If we are not dedicated to a desire and present to the evolution of that desire, doubt often hijacks the mind and invokes a self-defeating response.
When this occurs for me, I stop sharing, creating, speaking and showing up. I retreat to the safe, quiet, hidden place within myself where criticism can only find a way through from my own mind.
The only expression from this sacred sanctuary that doesn’t cripple me, becomes my writing.

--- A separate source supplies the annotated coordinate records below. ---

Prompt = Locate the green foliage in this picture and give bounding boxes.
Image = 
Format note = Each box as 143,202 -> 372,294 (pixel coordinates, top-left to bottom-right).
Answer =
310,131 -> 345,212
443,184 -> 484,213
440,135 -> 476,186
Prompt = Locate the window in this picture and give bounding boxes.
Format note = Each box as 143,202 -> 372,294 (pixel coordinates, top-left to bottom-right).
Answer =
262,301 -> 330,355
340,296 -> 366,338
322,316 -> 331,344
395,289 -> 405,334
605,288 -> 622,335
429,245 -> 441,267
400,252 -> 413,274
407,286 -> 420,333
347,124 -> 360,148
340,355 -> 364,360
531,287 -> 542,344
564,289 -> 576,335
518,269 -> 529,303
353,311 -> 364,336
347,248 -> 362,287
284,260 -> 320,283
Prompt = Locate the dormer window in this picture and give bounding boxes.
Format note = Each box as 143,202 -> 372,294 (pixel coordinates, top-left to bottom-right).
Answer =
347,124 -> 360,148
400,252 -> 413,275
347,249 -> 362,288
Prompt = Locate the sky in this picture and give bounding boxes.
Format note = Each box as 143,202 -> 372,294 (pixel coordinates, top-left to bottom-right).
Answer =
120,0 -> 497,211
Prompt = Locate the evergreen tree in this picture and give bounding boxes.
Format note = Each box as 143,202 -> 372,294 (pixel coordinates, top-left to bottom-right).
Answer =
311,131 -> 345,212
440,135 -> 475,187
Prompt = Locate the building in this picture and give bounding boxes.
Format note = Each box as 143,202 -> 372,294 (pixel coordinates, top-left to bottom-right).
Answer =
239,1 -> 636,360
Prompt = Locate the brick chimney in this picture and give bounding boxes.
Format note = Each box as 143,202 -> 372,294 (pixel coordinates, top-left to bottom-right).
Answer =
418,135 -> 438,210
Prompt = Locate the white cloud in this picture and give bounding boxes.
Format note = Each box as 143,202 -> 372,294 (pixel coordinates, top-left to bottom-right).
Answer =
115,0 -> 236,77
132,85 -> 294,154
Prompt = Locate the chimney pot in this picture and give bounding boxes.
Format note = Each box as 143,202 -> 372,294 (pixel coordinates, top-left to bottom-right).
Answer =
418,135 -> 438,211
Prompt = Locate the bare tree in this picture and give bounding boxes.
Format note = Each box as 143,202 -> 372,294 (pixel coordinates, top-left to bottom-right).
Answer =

I dare not open myself to become a target to those who cannot understand the magical world I experience as an empath, feeler, healer, intuitive, and seeker.
I covet the mystical experiences I live and receive, trading them in for a better fitting box so the world around me can relate and I can then blend in… going back to sleep.
Then, once I have molded myself back into this state of complacency like a frightened chameleon, I wait for the sign to come back out into the world.
The sign is a craving within my soul, a deep knowing that staying small, hidden, scared, and safe is not what my higher self has designed for my life.
Something interesting happens every single time I default into a process of shrinking. A small grain of courage grows through the wall of my protection, it reaches for truth, vulnerability, and authenticity, reminding me hiding is not my true nature, it is my cycle of doubt.
When this courage emerges I must act quickly; only seconds remain before the tenacity of the moment drains completely out of my body…. removing any sign and taking with it the potential to show up fearlessly once again.
“You know, sometimes all you need is twenty seconds of insane courage. Just literally twenty seconds of just embarrassing bravery. And I promise you, something great will come of it.”